LHC vislumbra intrigante e potencial nova partícula

18 de Dezembro de 2015 0 Por Tiago

Investigadores acreditam terem visto vestígios de uma possível nova partícula fundamente, após a realização de uma experiência no Grande Colisor de Hadrões (LHC).

A notícia foi revelada numa reunião, realizada na passada terça-feira, quando as duas equipas de físicos do CMS (Solenoide de Muões Compacto) e do ATLAS (Dispositivo Instrumental Toroidal para o LHC), informaram que haviam observado um potencial novo tipo de partícula.

Durante a experiência tanto a equipa a do CMS como a equipa do ATLAS, detetaram uma série de eventos que produziram dois fotões, a uma energia aproximada de 760 GeV. Como poderão ver na imagem a baixo.

De acordo com equipa CMS, os resultados tiveram uma significância estatística de 2.6 sigma, enquanto a equipe ATLAS reportou um resultado de 3.6 sigma.

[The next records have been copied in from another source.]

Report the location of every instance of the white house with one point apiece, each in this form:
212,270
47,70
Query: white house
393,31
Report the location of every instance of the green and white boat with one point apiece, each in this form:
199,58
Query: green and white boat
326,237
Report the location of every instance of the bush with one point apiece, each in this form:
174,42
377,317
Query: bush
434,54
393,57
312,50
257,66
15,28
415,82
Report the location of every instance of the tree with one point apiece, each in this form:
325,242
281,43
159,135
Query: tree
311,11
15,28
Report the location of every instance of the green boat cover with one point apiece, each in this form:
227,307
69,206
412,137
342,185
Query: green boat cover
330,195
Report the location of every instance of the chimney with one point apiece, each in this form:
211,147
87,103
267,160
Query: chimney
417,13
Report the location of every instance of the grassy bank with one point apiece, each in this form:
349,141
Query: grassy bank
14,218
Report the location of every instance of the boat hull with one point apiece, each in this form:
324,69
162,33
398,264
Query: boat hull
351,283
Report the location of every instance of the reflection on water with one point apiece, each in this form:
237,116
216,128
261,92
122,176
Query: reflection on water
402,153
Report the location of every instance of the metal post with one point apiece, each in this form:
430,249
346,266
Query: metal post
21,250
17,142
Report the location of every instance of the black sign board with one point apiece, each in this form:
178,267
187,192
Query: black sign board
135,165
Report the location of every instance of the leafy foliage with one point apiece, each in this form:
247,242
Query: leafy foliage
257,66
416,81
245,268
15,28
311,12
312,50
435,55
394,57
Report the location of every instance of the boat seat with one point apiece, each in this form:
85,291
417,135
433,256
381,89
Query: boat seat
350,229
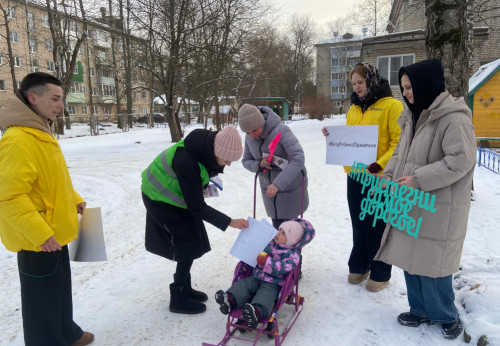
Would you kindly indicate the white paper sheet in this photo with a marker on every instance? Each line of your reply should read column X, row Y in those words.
column 89, row 246
column 253, row 240
column 348, row 144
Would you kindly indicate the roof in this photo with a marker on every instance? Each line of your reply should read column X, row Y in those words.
column 482, row 75
column 222, row 109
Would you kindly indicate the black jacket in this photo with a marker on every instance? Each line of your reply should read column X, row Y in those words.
column 179, row 234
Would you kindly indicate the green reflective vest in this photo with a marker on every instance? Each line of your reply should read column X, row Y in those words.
column 159, row 181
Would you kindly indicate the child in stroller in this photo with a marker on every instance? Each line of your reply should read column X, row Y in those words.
column 256, row 295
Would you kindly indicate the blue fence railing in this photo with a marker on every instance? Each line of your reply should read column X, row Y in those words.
column 488, row 159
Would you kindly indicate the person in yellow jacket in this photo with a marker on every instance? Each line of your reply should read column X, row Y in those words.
column 372, row 104
column 38, row 211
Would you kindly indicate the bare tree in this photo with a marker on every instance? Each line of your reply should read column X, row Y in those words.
column 372, row 15
column 449, row 35
column 4, row 11
column 302, row 36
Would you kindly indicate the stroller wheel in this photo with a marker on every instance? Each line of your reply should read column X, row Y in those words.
column 270, row 327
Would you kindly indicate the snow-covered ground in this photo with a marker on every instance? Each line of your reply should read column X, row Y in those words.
column 124, row 300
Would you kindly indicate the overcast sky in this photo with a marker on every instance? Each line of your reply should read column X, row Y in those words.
column 322, row 11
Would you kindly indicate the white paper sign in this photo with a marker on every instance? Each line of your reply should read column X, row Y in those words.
column 278, row 161
column 89, row 246
column 348, row 144
column 253, row 240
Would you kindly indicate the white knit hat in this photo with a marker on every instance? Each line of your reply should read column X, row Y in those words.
column 250, row 118
column 294, row 232
column 227, row 145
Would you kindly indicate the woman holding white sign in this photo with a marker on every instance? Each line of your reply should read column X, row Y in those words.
column 372, row 104
column 436, row 154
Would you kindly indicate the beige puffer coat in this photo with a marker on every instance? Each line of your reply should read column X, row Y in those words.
column 441, row 158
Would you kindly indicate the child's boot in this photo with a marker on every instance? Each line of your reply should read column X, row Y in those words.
column 251, row 314
column 181, row 303
column 224, row 301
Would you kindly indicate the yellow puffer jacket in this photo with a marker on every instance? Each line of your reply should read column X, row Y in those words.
column 37, row 199
column 384, row 113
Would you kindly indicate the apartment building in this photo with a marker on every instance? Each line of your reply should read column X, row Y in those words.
column 94, row 73
column 403, row 45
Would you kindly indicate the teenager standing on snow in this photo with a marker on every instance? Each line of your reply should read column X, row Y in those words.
column 284, row 190
column 172, row 191
column 372, row 104
column 38, row 211
column 436, row 154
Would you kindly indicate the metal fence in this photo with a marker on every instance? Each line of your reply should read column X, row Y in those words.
column 488, row 159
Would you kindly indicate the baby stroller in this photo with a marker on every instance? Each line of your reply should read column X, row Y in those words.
column 289, row 295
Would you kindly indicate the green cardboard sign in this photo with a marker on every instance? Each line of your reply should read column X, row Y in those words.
column 391, row 202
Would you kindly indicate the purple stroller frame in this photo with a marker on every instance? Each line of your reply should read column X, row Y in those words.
column 288, row 295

Os valores sigma representam a probabilidade da possível presença de uma partícula hipotética: para um resultado ser considerado uma “descoberta” é necessário um valor de 5 sigma (o que equivale a uma probabilidade de 1 em 3.5 milhões).

Para os cientistas, um valor de 3 sigma é já considerado um resultado “interessante”, mas com maior probabilidade de ser coincidência.

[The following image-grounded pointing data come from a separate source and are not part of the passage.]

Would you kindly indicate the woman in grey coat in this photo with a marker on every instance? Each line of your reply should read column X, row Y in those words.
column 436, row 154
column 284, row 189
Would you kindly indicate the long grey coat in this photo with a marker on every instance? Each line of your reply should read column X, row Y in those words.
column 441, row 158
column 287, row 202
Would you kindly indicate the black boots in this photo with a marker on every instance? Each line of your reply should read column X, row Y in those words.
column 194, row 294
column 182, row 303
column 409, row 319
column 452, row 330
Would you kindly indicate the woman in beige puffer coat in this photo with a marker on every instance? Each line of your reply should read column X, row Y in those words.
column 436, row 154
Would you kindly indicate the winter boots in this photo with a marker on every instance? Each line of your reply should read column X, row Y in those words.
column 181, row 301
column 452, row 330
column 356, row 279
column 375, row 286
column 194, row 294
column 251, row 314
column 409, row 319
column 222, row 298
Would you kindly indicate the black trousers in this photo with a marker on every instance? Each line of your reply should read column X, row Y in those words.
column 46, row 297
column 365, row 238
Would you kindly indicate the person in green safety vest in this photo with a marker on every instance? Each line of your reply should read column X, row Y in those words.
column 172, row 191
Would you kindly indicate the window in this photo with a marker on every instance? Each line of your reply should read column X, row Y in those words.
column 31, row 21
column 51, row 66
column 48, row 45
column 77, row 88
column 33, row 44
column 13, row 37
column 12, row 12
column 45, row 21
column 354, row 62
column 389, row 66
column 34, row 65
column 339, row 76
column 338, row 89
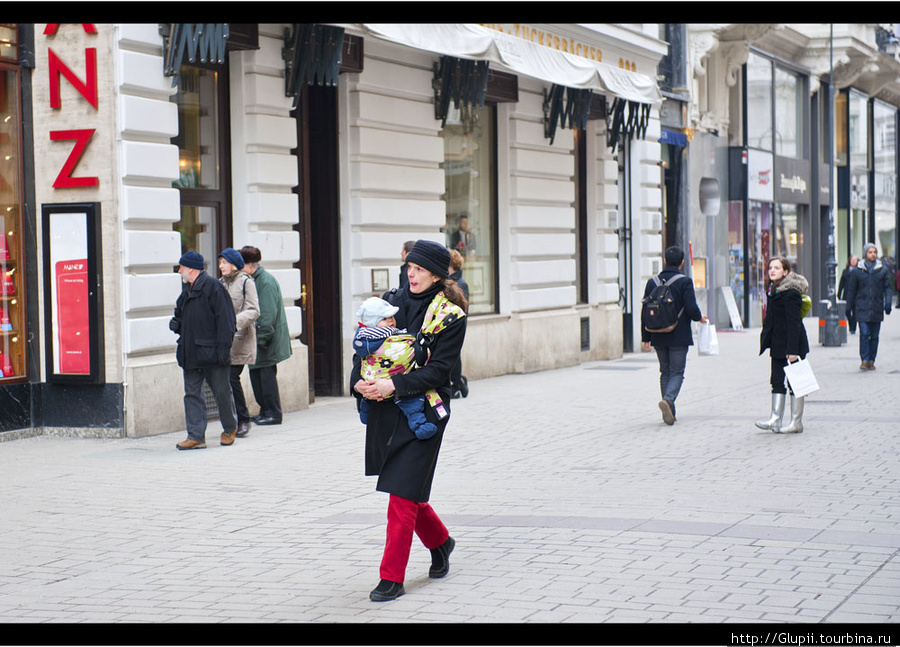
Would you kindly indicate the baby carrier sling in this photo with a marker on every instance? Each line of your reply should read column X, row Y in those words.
column 402, row 353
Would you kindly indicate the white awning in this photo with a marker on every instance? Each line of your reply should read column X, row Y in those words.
column 475, row 42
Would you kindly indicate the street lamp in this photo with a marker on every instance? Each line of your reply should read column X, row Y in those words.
column 829, row 329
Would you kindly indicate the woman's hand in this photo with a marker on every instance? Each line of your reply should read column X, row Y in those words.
column 367, row 390
column 384, row 388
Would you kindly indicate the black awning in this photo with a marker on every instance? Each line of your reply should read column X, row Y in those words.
column 312, row 55
column 192, row 43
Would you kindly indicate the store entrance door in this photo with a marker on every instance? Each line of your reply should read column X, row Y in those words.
column 319, row 228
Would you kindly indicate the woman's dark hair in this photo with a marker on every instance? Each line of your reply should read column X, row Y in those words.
column 454, row 293
column 674, row 255
column 251, row 254
column 785, row 264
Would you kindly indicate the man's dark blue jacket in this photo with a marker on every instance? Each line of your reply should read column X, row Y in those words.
column 683, row 293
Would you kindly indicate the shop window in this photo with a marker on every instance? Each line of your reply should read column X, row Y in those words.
column 859, row 131
column 884, row 152
column 787, row 239
column 759, row 103
column 12, row 275
column 203, row 158
column 471, row 226
column 789, row 121
column 841, row 148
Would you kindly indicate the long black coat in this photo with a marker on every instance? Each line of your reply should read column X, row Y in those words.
column 783, row 332
column 207, row 324
column 869, row 292
column 404, row 464
column 685, row 297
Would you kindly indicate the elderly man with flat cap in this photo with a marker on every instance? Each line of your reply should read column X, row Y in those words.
column 205, row 322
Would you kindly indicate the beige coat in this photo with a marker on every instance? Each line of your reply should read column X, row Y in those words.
column 242, row 290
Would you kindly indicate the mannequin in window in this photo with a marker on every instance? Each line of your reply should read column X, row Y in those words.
column 463, row 240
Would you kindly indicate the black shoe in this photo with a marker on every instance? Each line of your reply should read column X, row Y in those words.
column 386, row 590
column 440, row 559
column 668, row 415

Experiência CMS no LHC - CERN

Apesar do entusiamo, e de acordo com a New Scientist, os valores de sigma desta experiencia decaem para 1.2 no caso do CMS e 1.9 no caso do ATLAS, se tivermos em conta o efeito Look-elsewhere (a probabilidade de estarmos a ver um falso resultado, devido ao grande número de possíveis eventos que procuramos.

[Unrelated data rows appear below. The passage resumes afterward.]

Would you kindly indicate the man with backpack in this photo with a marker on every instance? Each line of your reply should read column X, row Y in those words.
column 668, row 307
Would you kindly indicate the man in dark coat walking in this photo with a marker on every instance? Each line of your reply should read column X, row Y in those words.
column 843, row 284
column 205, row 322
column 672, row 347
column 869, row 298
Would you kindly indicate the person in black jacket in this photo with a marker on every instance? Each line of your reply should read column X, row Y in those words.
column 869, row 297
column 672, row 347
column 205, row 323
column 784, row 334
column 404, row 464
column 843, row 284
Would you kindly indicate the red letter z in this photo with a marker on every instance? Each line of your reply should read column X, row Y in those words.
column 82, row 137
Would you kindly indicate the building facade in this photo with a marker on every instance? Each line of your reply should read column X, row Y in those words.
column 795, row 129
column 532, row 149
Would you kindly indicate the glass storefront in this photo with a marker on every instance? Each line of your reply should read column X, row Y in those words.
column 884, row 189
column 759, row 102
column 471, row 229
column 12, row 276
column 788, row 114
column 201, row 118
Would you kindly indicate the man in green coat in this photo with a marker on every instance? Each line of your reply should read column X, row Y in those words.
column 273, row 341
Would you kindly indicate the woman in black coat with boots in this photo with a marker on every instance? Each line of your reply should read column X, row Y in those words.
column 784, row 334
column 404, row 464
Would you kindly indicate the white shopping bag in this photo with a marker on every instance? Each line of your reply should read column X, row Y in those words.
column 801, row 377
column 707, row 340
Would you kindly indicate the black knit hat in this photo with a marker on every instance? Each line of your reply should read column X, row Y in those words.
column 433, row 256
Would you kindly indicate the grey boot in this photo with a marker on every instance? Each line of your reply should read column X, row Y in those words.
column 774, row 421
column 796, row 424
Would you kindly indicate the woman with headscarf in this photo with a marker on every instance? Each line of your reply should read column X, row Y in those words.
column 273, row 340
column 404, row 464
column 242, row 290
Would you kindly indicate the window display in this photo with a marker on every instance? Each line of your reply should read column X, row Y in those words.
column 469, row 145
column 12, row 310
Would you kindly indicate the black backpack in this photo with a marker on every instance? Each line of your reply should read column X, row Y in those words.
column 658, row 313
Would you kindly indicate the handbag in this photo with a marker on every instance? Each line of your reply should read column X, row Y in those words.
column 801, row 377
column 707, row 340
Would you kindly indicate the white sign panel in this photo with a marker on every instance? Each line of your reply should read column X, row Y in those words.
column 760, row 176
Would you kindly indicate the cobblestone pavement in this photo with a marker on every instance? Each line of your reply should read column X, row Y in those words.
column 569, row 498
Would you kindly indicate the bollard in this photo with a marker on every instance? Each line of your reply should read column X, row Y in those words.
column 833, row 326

No entanto, todas as descobertas começar com um baixo valor de sigma e, em alguns casos (como com o bosão de Higgs), esse valor vai aumentando. Existem já, algumas especulações sobre a que poderiam estar associados estes resultados:

  • poderá ser uma versão mais pesada do próprio bosão de Higgs;
  • ou talvez um gravitão, o potencial transmissor quântico da gravidade.

É, contudo, muito cedo para festejar e a explicação mais provável, tendo em conta os dados observados, é de estes resultados serem simplesmente uma coincidência.

O LHC está, desde março, a trabalhar na potência máxima, mas apenas no mês passado começou a fazer colidir iões de chumbo, a energias mais altas já registradas. Em 2016, as equipas do CMS e ATLAS continuaram a recolher e a estudar os dados, na esperança que o valor de sigma aumente.